La gaîté à présent s’augmentait de tout ce qui était bruit, lumière, spectacle, prétexte à crier et à rire. Des rondes s’épanchaient sur la place, déhanchées, les bras dessinant des oves au-dessus de la tête des danseuses. Cela cessait, recommençait ailleurs, avec des entraînements irrésistibles, en attendant que le bal ouvrît ses portes à l’estaminet du Soleil. Et une sueur montait de cette vaste flânerie sous un soleil brûlant. Les dos bouillaient ; les chemises collaient à la peau ; l’eau, par filets, ruisselait le long des tempes. On voyait les femmes cambrer leurs reins pour décoller de la chair leurs robes mouillées.

À trois heures, une poussée se produisit du côté du Soleil. On montait deux marches.

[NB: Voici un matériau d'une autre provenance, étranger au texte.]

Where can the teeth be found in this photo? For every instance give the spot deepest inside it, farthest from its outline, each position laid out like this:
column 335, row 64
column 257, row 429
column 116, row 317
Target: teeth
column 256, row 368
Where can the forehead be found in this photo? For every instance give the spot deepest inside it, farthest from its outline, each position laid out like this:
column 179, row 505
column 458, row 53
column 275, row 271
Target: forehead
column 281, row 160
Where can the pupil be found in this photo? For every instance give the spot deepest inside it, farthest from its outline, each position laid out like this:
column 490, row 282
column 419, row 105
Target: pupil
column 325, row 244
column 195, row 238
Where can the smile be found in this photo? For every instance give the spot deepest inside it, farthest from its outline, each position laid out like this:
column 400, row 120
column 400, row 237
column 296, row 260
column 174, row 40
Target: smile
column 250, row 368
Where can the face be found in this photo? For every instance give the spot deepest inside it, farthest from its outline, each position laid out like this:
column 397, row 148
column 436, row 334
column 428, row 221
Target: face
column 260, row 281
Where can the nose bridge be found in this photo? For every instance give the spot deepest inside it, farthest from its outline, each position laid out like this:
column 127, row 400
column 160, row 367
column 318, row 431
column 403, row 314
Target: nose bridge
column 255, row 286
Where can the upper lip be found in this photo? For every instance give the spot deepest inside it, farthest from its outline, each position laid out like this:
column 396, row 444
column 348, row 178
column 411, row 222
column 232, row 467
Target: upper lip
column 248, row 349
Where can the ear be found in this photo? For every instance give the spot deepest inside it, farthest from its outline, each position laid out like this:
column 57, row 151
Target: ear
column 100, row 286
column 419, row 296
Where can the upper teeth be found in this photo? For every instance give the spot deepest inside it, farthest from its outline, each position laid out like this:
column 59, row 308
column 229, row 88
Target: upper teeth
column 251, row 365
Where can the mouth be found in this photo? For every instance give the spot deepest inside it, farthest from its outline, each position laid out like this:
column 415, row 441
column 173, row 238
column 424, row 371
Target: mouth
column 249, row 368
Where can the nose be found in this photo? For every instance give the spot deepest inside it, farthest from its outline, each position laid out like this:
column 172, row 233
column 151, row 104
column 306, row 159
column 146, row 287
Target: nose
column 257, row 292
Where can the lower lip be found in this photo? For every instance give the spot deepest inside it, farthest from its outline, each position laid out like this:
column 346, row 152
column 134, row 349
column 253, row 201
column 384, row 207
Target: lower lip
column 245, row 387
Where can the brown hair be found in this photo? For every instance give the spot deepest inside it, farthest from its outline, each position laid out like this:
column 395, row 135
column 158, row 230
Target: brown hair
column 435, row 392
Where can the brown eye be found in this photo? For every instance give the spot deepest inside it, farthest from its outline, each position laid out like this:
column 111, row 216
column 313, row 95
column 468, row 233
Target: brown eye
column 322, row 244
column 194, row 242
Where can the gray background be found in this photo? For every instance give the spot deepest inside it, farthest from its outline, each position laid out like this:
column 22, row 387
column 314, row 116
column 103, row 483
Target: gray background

Elles étaient assaillies d’un flot qui se tassait, se poussait, au milieu des indignations des filles froissées et des éclats de rire des garçons bourrant à coups de poing les rangs devant eux. Le flot se brisait dans la salle, allait s’abattre sur les bancs qui garnissaient les quatre murs, ou bien incontinent se mettait à tournoyer avec un élan effréné.

Deux clarinettes, un fifre et un tambour étaient installés dans la cage des musiciens, en surplomb sur la salle, et le fifre, d’un mouvement continu de la tête, battait la mesure, dirigeait son orchestre. La gaîté éparse à travers le village sembla alors se concentrer dans cette large salle du Soleil, qui tremblait, secouée par l’immense trépignement de tous les couples lancés à travers une danse endiablée.